Ik heb contact gehad met Eric-Jan Wösten PA0ERC van de Veron.
Hij zegt:
"
Indien zich geen geval voordoet als bedoeld in het tweede lid van art.10 EVRM, -en dat is het geval omdat de gemeente bereid is mee te werken- dient op grond van art.10 EVRM in verband met art.94 Grondwet, de hoogtebeperkende bepaling in het bestemmingsplan buiten toepassing te worden gelaten, zoals ook de jurisprudentie van de Raad van State duidelijk aangeeft. (Opm.: die kan hij kopiëren uit het door de VERON uitgegeven boek "Amateurradio Antennes – een juridische leidraad" (ISBN 90-70756-41-2) (bijv. pag.211-214, 183-186, 163-167,132-133, bij te voegen en naar te verwijzen)). Er is dan dus geen sprake van afwijking van het bestemmingsplan. De uitgebreide procedure is daarmee juridisch overbodig.
Indien B. en W. daar desondanks voor kiezen, mag dit er niet toe leiden dat aanvrager de daardoor geheven extra leges verschuldigd is, noch deze verplicht mag worden een planschade-overeenkomst aan te gaan.

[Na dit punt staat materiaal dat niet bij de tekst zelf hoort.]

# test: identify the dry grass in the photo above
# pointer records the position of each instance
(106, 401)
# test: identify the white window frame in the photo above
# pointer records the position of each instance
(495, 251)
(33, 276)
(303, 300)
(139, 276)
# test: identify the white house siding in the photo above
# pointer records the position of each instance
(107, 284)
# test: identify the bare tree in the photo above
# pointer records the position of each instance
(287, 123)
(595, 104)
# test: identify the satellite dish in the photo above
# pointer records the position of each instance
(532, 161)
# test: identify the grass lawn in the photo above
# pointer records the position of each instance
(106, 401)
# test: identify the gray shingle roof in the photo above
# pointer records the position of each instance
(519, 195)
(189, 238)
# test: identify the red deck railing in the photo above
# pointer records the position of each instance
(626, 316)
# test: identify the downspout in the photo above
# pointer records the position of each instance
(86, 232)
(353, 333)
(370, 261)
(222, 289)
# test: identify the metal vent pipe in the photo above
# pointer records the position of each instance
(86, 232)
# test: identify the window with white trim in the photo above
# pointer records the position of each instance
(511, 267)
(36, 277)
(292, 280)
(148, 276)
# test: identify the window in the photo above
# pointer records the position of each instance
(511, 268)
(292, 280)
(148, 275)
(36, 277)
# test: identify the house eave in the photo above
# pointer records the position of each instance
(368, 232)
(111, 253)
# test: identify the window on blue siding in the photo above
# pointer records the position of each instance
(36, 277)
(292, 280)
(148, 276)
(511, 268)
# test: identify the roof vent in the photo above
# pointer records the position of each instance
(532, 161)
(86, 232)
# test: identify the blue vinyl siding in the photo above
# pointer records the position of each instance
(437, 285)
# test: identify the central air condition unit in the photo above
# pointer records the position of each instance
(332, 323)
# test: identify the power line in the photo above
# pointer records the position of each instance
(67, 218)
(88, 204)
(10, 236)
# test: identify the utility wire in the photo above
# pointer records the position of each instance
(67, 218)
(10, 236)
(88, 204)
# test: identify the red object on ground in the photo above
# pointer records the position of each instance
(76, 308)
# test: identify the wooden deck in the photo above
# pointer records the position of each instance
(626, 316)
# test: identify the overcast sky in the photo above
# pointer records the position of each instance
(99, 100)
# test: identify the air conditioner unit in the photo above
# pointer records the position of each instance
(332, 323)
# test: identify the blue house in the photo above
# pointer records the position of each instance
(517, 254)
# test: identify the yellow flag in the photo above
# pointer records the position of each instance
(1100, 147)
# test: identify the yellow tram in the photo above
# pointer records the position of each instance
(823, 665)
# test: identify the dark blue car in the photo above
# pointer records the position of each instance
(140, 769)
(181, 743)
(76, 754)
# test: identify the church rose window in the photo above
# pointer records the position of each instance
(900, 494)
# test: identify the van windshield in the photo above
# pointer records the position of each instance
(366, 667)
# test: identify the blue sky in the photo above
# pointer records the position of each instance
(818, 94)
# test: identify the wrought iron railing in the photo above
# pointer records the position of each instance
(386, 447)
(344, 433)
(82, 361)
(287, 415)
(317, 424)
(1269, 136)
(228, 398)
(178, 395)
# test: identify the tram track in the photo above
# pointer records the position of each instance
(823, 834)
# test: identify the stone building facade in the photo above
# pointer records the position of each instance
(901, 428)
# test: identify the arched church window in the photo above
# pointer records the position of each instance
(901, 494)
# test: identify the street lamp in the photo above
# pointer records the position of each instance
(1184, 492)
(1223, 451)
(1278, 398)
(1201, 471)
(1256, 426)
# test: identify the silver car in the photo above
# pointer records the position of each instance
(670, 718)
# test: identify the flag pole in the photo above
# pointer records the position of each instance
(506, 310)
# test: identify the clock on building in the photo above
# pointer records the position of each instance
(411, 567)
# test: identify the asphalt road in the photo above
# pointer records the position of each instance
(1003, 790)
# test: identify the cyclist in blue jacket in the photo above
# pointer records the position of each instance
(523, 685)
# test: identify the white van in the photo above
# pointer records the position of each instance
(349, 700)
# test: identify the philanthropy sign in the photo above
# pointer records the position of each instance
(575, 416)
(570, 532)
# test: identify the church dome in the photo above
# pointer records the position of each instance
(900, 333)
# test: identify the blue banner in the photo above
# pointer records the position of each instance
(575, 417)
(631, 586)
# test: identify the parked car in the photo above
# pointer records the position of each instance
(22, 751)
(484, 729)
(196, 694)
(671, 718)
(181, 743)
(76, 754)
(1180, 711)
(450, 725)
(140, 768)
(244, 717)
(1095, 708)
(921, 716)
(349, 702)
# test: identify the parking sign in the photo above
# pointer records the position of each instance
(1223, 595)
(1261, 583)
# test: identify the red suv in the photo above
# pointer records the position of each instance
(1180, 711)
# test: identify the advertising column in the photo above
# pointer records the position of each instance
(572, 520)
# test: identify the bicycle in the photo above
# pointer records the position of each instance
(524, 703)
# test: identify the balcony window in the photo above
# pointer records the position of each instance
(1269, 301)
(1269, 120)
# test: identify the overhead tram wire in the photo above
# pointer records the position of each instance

Over dit laatste is mij overigens geen jurisprudentie bekend en het gaat er om dat de gemeente zich laat overtuigen. Over het algemeen is men nogal huiverig om af te wijken van de gebruikelijke regels.
"
Met andere woorden: een bestemmingsplan en daaruit voortvloeiende planschade is niet relevant bij de plaatsing van een antennemast voor een zendamateur.